Now that summer is officially over and we have begun our journey into autumn, it is feeling a little like fireplace weather. And over my decade of working in interior design, I have noticed that often people might speak about their fireplaces but don't know what to call parts or areas, while others use different terms for the same object. So in an effort to offer some clarity, let's walk through some of the major parts of a fireplace.
The central and most important part of a fireplace is of course where the fire itself is located, the firebox. This is sometimes referred to simply as "the box." Fireplace boxes can be lined with brick, fireclay, metal, pretty much anything that is fireproof (obviously).
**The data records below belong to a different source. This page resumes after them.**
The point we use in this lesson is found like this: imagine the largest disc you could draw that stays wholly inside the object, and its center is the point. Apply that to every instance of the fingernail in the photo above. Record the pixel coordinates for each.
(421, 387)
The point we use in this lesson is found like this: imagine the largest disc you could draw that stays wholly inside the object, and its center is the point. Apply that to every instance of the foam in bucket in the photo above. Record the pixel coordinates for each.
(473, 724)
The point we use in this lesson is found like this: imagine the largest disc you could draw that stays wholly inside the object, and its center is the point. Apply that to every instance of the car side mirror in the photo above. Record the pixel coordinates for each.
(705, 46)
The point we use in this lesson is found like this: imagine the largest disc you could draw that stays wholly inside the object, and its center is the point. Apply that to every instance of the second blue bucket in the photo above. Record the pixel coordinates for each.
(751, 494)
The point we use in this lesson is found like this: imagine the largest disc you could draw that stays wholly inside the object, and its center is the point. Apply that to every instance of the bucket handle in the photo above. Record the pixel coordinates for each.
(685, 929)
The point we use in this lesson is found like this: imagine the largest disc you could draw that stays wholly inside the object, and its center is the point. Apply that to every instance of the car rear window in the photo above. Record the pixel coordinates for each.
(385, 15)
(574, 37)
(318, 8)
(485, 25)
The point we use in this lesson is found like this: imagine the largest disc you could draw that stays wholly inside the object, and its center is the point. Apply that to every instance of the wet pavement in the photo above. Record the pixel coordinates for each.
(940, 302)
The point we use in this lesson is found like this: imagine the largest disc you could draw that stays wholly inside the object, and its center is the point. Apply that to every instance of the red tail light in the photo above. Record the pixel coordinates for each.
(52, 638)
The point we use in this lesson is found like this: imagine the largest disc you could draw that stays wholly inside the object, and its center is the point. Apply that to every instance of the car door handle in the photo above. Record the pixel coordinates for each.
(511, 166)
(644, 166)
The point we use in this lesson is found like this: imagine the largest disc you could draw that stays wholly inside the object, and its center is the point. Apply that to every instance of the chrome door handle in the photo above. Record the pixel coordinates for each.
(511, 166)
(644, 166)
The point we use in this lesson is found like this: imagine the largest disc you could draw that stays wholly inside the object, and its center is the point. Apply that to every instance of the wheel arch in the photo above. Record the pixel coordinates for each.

The next area of importance is the hearth. This is the area in front of the firebox and it too needs to be fireproof if you have a live fire. This ensures that popping embers from the firebox will not start a fire. For this reason, a hearth needs to be at least 18" deep. If you have a gas insert instead of actual burning logs, the hearth should still be made of a heat-resistant material since many of today's gas inserts give off a tremendous amount of heat that can still cause damage.
A hearth can be flush with the floor or as close to that as possible. Or a hearth can be raised. In the case of a raised hearth, the structure can turn into a bench!
Now we come to the fun parts of the fireplace: the fascia of the mantel can be clad in a myriad of stone or tile choices (again, any non-combustible material that covers at least 6" from the edge of the firebox), and of course the mantel shelf (people often refer to this simply as "the mantel") can be wood or metal. The shelf is a perfect spot for collectibles, art, and holiday decorations. See my previous post about Mantel Inspiration for a brief overview of what can be done to incorporate rich design into your fireplace.
If you don't have a mantel, you can add a floating shelf which offers a very sleek take on a standard fireplace.
On very traditional fireplaces, the mantel sides can also feature carved or fluted panels which are referred to as legs or pilasters. And the last large piece of a fireplace is what is called the breast. This is the structure that covers the chimney and flue. This is another perfect area for some extra embellishmnet. Traditional fireplaces might feature a material on the fireplace breast that is the wall material in the rest of the room. But modern fireplaces can be clad in tile or stone, often all the way to the ceiling.
But wait, there are some areas of your fireplace that you can't see! The chimney is the structure that rises from the fireplace itself and the flue is the duct, pipe, or opening that allows smoke to rise up and out of your home. If you have a gas insert, the flue can be directed either up or off the side to vent outward but if you have a log-burning fireplace, smoke only rises, so it is imperative that your flue go straight up. You most likely also have a flue cover that allows air to flow up when opened. Because burning natural materials coats the inside of your flue with creosote (a tarry by-product of burning wood), it's good to have a professional chimney sweep clean your fireplace at the beginning of every cold season.